Too early to set date on easing travel restrictions, says Transport Minister
Transport Minister Omar Alghabra said he could not yet commit on a date – or benchmark COVID-19 vaccination rates – for which the so-called vaccine passports will allow Canada to ease travel restrictions.
Speaking in a virtual press conference on Thursday, Alghabra said decisions regarding the quarantine of hotels for air passengers and the eventual reopening of the border will depend on expert advice and unspecified criteria related to the pandemic.
“These decisions will depend on public health, will depend on data and evidence. At the moment, I cannot give you a precise date,” he told reporters.
“We’re going to have all of these metrics and all of these thresholds detailed when we feel it’s time to do it.” The travel and aviation sectors will restart “when it is safe,” he added.
Alghabra stressed the need for a “common platform” to identify the immunization status of travelers, saying Thursday it was working with G7 countries and the European Union to integrate vaccine certification into international travel in months to come.
The EU on Wednesday approved a plan that would allow fully vaccinated travelers to visit the 27-nation bloc, as well as ease restrictions on all travel from some other countries considered safe from COVID-19. A date remains to be fixed, however.
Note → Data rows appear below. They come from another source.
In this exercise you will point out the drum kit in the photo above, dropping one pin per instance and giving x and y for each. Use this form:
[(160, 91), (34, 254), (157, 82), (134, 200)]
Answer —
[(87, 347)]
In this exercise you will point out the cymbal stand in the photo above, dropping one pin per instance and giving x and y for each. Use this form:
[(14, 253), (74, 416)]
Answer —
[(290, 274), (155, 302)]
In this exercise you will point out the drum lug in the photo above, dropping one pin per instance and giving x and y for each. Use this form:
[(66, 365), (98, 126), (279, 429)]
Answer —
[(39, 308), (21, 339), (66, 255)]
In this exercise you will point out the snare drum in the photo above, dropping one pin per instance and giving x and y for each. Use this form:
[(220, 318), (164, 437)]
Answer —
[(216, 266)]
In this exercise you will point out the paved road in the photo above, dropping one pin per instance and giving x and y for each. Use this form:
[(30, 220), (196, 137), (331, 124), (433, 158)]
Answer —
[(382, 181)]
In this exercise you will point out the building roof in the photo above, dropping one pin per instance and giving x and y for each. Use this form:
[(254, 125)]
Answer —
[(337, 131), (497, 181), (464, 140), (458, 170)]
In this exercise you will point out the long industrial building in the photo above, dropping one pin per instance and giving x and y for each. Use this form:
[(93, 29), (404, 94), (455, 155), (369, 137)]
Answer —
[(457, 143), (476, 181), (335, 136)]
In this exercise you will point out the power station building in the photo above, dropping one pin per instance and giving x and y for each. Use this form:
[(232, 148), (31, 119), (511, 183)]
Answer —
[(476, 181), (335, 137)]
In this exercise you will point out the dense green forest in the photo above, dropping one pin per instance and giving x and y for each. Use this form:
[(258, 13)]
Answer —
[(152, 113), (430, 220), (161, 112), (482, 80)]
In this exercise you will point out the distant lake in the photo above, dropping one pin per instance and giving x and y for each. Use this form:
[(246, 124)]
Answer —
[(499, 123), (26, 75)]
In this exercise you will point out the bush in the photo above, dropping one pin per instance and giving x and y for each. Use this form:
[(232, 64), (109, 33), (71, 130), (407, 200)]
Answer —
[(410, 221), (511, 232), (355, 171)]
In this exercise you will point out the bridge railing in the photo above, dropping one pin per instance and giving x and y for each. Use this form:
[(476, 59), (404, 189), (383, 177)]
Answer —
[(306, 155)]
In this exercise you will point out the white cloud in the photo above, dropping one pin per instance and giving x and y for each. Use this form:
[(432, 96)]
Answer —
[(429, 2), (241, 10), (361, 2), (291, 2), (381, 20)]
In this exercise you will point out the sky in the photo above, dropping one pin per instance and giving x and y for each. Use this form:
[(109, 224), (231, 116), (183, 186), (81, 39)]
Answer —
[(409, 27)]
The move prompted Canada’s largest airlines to renew their call for a clear plan from Ottawa on resuming international travel.
Looking for a plan
Mike McNaney, who heads the National Airlines Council of Canada, praised the EU for its “science-based approach” and demanded a similar plan from Ottawa, saying that on Wednesday the federal government is expected to indicate when it will adjust travel restrictions for vaccinated visitors.
Like EU countries, Canada has struggled to support an aviation and tourism sector battered by measures including travel advisories and a 14-month border closure.
Fewer than 29,000 travelers arrived in Canada by plane the week of April 26 to May 2, unlike the 688,000 passengers who arrived in a comparable period two years earlier, according to the Canada Border Services Agency. . The difference equates to a 96% drop in air travelers.
Many jurisdictions have linked reopening plans to vaccination benchmarks, although the travel elements of those plans may remain elusive.
“ The work is in progress ”: Alghabra
Across the border, Michigan Governor Gretchen Whitmer last month announced a regime linking the rollback of coronavirus rules to the state’s vaccination rate.
The phased plan will remove indoor capacity limits for restaurants once 65% of the population has been vaccinated and increase the order for face masks to 70%.
In Germany, the health minister said the country intends to unveil a digital immunity certificate before July. The certificate would be stored in an app and, the government hopes, made compatible with the EU’s vaccine certification platform, still under development.
Alghabra underlined Prime Minister Justin Trudeau’s talking point of a “one-dose summer” and a “two-dose fall”, that is, when the Minister of Transport “may see some activities restart. “.
“We could get ahead. We don’t want to do this. But I want you to know that this work is underway right now,” he said of benchmarks and border restrictions.
“As we have seen from COVID, things are changing very quickly, we are still dealing with the third wave.”